Have you ever had a cold or allergy attack that wouldn’t go away? If so, there’s a good chance you actually had sinusitis. Experts estimate that 37 million people are afflicted with sinusitis each year, making it one of the most common health conditions in America.


Unlike a cold, or allergy, bacterial sinusitis requires a physician’s diagnosis and treatment with an antibiotic to cure the infection and prevent future complications.

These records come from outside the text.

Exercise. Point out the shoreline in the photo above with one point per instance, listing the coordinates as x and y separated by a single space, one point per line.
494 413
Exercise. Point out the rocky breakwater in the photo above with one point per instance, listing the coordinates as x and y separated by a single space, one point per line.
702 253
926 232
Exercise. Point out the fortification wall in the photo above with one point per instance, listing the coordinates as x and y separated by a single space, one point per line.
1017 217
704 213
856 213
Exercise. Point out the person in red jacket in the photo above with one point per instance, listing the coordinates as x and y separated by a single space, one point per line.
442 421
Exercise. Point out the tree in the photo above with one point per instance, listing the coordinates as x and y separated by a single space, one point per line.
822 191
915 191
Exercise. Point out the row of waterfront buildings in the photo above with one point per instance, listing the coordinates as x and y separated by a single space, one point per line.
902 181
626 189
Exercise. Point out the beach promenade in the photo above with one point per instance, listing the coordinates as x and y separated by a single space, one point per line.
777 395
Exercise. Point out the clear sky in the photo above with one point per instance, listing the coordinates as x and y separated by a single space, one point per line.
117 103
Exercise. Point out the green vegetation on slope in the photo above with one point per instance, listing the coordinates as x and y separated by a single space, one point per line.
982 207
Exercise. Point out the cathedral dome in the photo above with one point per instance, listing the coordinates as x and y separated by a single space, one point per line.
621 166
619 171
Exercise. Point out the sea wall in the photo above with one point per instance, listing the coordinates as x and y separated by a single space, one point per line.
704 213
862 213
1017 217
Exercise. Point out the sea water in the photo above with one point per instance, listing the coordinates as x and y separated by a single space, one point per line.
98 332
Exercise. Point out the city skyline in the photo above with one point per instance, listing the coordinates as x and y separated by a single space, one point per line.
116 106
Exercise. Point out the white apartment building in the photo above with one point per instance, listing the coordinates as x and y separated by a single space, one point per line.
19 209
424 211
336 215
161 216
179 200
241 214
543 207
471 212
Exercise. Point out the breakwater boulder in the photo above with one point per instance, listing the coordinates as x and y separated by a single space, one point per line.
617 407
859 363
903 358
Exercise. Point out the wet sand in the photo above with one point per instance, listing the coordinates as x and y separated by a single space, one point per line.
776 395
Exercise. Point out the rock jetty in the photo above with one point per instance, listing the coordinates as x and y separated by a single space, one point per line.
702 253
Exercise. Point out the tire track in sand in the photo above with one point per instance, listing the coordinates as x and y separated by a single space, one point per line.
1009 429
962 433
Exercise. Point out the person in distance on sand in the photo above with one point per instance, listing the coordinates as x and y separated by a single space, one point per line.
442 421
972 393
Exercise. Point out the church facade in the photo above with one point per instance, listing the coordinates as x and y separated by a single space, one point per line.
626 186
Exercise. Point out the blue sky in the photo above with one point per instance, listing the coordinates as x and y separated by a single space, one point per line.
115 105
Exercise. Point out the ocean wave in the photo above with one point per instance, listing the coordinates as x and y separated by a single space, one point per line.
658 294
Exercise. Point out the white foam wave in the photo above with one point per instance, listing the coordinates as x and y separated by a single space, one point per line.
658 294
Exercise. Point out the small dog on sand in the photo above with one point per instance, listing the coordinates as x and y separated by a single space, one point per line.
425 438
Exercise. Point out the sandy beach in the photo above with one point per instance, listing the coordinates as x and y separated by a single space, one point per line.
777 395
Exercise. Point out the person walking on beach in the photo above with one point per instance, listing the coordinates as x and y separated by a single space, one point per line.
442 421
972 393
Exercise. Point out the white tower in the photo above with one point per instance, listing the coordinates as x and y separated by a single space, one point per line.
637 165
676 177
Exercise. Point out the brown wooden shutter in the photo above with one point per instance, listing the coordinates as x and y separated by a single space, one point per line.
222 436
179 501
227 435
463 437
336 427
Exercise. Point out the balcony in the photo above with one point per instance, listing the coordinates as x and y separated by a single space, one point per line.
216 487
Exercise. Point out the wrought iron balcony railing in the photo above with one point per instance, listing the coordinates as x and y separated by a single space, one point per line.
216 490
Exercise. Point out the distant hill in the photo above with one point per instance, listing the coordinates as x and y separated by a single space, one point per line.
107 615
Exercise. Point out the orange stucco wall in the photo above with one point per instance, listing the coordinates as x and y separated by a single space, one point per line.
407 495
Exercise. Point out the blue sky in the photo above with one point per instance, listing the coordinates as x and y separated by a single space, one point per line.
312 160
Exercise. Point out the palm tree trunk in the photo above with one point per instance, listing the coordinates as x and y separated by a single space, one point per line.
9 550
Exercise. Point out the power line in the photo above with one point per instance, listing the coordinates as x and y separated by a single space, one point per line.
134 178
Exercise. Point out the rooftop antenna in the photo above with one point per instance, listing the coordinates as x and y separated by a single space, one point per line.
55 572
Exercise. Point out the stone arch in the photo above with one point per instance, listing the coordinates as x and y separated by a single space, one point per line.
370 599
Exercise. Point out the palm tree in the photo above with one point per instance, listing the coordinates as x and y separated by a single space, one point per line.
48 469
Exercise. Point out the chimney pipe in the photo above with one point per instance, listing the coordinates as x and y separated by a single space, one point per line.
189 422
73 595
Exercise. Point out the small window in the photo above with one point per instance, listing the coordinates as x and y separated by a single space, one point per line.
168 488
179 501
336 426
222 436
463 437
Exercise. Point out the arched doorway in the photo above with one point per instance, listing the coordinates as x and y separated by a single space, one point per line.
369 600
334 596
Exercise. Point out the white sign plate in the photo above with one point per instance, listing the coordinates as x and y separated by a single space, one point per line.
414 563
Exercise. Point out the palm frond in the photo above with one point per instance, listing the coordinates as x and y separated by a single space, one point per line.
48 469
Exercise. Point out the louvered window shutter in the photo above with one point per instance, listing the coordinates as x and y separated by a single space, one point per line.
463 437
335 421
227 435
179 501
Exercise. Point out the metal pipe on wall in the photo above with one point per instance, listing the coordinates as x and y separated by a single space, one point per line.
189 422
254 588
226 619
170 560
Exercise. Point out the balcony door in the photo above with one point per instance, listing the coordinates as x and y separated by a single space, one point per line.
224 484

Normally, mucus collecting in the sinuses drains into the nasal passages. When you have a cold or allergy attack, your sinuses become inflamed and are unable to drain. This can lead to congestion and infection. Your doctor will diagnose acute sinusitis if you have up to 4 weeks of thick green-yellow nasal drainage accompanied by nasal obstruction, facial pain-pressure-fullness, or both.  The sinus infection is likely bacterial if it persists for 10 days or longer, or if the symptoms worsen after an initial improvement.

Sinus infections can be categorized into two types, acute (short-term) and chronic (on-going) sinusitis. When you have frequent sinusitis, or the infection lasts three months or more, it could be chronic sinusitis. Symptoms of chronic sinusitis may be less severe than those of acute; however, untreated chronic sinusitis can cause damage to the sinuses that sometimes requires surgery to repair.

What are the Symptoms of Sinusitis vs. a cold or allergies?


Do I have Sinusitis?

Click here “Sinusitis?” to find the answer.


Tips to Prevent Sinusitis

As always, an ounce of prevention is worth a pound of cure. To avoid developing sinusitis during a cold or allergy attack, keep your sinuses clear by:

    1. Using an oral decongestant or a short course of nasal spray decongestant
    2. Gently blowing your nose, blocking one nostril while blowing through the other
    3. Drinking plenty of fluids to keep nasal
discharge thin
    4. Avoiding air travel. If you must fly, use a nasal spray decongestant before take off to prevent blockage of the sinuses allowing mucus to drain
    5. If you have allergies, try to avoid contact with things that trigger attacks. If you cannot, use over-the-counter or prescription antihistamines and/or a prescription nasal spray to control allergy attacks.

How is Sinusitis Treated?

Most cases of acute sinusitis (symptoms less than 4 weeks), and many cases of chronic sinusitis (persistent or recurring symptoms for 12 weeks or more) respond well to treatment with medication. To reduce congestion, the physician may prescribe nasal sprays, nose drops, or oral decongestants. Antibiotics are prescribed for any bacterial infection found in the sinuses (antibiotics are not effective against a viral infection). Antihistamines may be recommended for the treatment of allergies.

Mucus is produced by the sinus cavities to act as a lubricant. The mucous is moved across membrane linings toward the opening of the sinus by the action of millions of microscopic cilia (a mobile extension of a cell). Inflammation from allergy or infection causes membrane swelling and the sinus opening to narrow, thereby blocking mucus movement. If antibiotics are not effective, sinus surgery may be required to correct the problem. The goal of sinus surgery is to enlarge the natural opening to the sinuses, restoring the sinus drainage pathways.